Court Opinion

ID: 9495880
Source: CourtListenerOpinion
Date Created: 2023-08-05 16:12:43.695997+00
Date Added: 2024-06-11T17:57:15.142862
License: Public Domain

BERZON, Circuit Judge,
concurring:
I concur in the opinion’s analysis of our prior decision in Contreras-Aragon v. INS, 852 F.2d 1088 (9th Cir.1988) (en banc). Our holding in the present case is based on extensive changes to the Immigration and Nationality Act (“INA”) brought about by the Illegal Immigration Reform and Immigrant Responsibility Act (“IIRIRA”), Pub.L. No. 104-208, 110 Stat. 3009 (Sept. 30, 1996). Of particular pertinence are the current absence of an automatic stay of removal in response to an alien’s petition for judicial review and the critical consideration that leaving the country no longer voids an alien’s petition.
I write separately, however, to emphasize my conviction that this court retains equitable jurisdiction to stay the availability of a voluntary departure period if the merits of an alien’s underlying case justify a stay of his or her removal order. It is critical to the result in this case that the petitioner applied for and was denied a stay of removal. This court has thus determined that petitioner’s merits petition was not strong enough to support a stay of removal. The only question presented, therefore, is whether petitioner’s voluntary departure grant was automatically tolled, as it had been under Contreras-Aragon, simply because there was a petition for review pending in this court.

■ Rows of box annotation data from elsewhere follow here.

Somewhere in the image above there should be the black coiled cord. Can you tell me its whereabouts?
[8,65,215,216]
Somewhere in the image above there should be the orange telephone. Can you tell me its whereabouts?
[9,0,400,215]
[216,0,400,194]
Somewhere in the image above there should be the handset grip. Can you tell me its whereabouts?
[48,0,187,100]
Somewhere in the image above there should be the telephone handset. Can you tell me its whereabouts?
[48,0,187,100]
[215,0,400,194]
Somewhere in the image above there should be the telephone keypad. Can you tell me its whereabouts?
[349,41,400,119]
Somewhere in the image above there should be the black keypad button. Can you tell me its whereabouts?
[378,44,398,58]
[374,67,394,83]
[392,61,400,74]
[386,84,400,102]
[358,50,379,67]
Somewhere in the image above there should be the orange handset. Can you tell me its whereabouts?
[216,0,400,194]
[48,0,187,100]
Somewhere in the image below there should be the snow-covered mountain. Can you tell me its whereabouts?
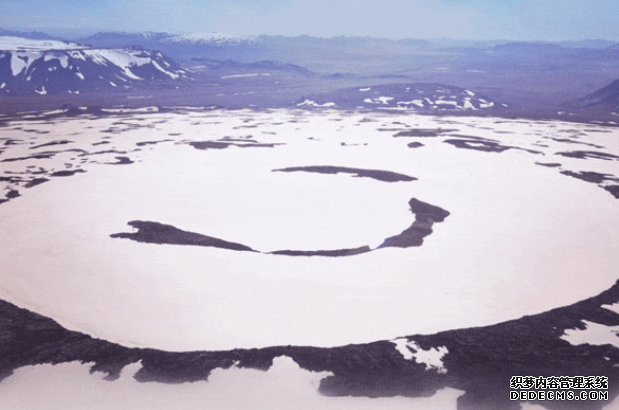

I agree with the opinion’s conclusion that automatic tolling no longer applies, at least absent an administrative decision otherwise.
Under IIRIRA and our post-IIRIRA case law, however, I think (1) that individuals in removal proceedings who petition this court for review and a stay of an order of removal should — if they meet the equitable standards for obtaining such a stay— be entitled to a stay of the availability of the ancillary benefit of voluntary departure; and (2) that the temporary stays we issue under DeLeon v. INS, 115 F.3d 643 (9th Cir.1997), should also stay the availability of voluntary departure pending determination of any stay motion concerning an alien’s removal order.
Contreras-Aragon did not address the question of our equitable power to stay the availability of grants of voluntary departure if we affirmatively -stay the order of removal, the “stick” to voluntary departure’s “carrot.” Voluntary departure is an alternative to mandatory removal. Once the removal order is stayed, the privilege of voluntary departure has no salutary function.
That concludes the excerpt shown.